Preparation continues with the team kitting up in full fire service protective clothing. One member of the team is asked to secure a lift, while another positions a special trolley at the helideck ready to transport the patient. During the last five minutes, calls are transferred to the helideck phone and the entire team stand by on the helideck after carrying out final checks on all of the systems – which are rigorously maintained and stringently checked before the helideck is declared open each day. Once the helicopter has landed safely and shut down the team also assist the HEMS medics as directed and escort the patient to the receiving emergency care teams.

Jim said: “The primary role of the team is to provide a dedicated fire response service should the unthinkable happen – a helicopter crash onto the helideck or roof area – meeting a response time of less than 15 seconds.

“From the point of someone sustaining a major traumatic injury they need to get specialist medical treatment within 60 minutes - ‘The Golden Hour’ – after this their chances of survival can start to rapidly diminish. This is where the HEMS system delivers a fantastic service and saves lives.

“If a patient is brought in by air to Broomfield, that patient is likely to be seriously injured or more often, seriously burnt, requiring our world-renowned specialist Burns Unit. While waiting for those calls we are like coiled springs ready to leap into action.”

The HEMS has been the driving force of Jim’s career for more than 25 years. After nurturing a long-held ambition to work in aviation, he started in the profession with CB Helicopters in 1987. The helicopter company was in the beginning stages of being sponsored by Express Newspapers to provide the first HEMS unit in the UK (HEMS London), plus an air display team. Within six months of joining the company, he was promoted to air display team manager and spent five years touring all around the UK with the team. After the team disbanded in 1992 he joined HEMS London at The Royal London Hospital. From 1992-2000, he worked as an aviation firefighter specialising specifically in helipad fire and rescue.

He also runs his own helicopter support services business and has worked with corporate clients including Harrods, meeting celebrities such as Elton John, Rod Stewart, Paul McCartney, Robbie Williams and Kylie in the course of his duties. In 2011, after being invited to deliver two helideck fire training courses for the new helideck here at Broomfield Hospital - which was built as part of the wider PFI agreement for the main building - he was then asked to become a full-time member of staff.  His career accomplishments have included qualifications such as professional instructor and assessor,Low Cat Licenced Aerodrome/Helipad Junior Fire Officer and Helicopter Landing Officer, an offshore oil/gas platform qualification required to command an elevated helideck.

He explained that a surface level helicopter landing pad existed at Broomfield Hospital until about 2005, which was demolished for the new patient car park. In the interlude between its closure and the opening of the elevated helideck, a landing pad at Boreham Aerodrome was used – this remains the hospital’s secondary landing site if required.
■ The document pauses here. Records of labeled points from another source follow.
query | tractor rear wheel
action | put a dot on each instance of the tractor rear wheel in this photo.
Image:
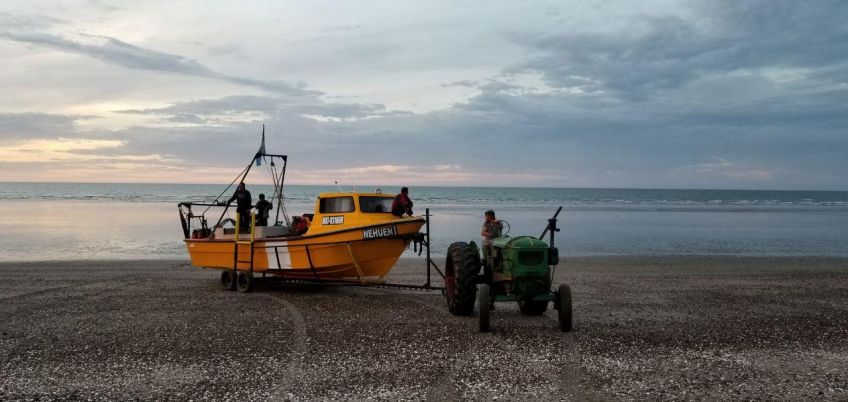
(484, 300)
(228, 280)
(533, 307)
(564, 295)
(461, 269)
The Broomfield Hospital helipad is used by air ambulance services including the East Anglian Air Ambulance, Essex Air Ambulance, Herts Air Ambulance and London’s Air Ambulance – air ambulances also fly to the helipad from further afield in the country. It responds to both patient carry and medical crew pick up calls.

Jim said: “I live, eat and breathe what I do, 24 hours a day. I am in the midnight hour of my career and I dread the day when I’m not doing this. I have an absolute passion for HEMS and the small part the Broomfield team have to play in it.

“There are about 50 hospital landing sites and about 17 elevated helidecks like Broomfield in the UK. I believe, in my professional opinion, that this is probably the best hospital helideck operation in the country supporting the HEMS service. It’s not just my opinion - the HEMS crews love coming here.

“It’s a simple safe system that works very, very well and it is very reliable. It should be seen as a huge asset to the hospital.”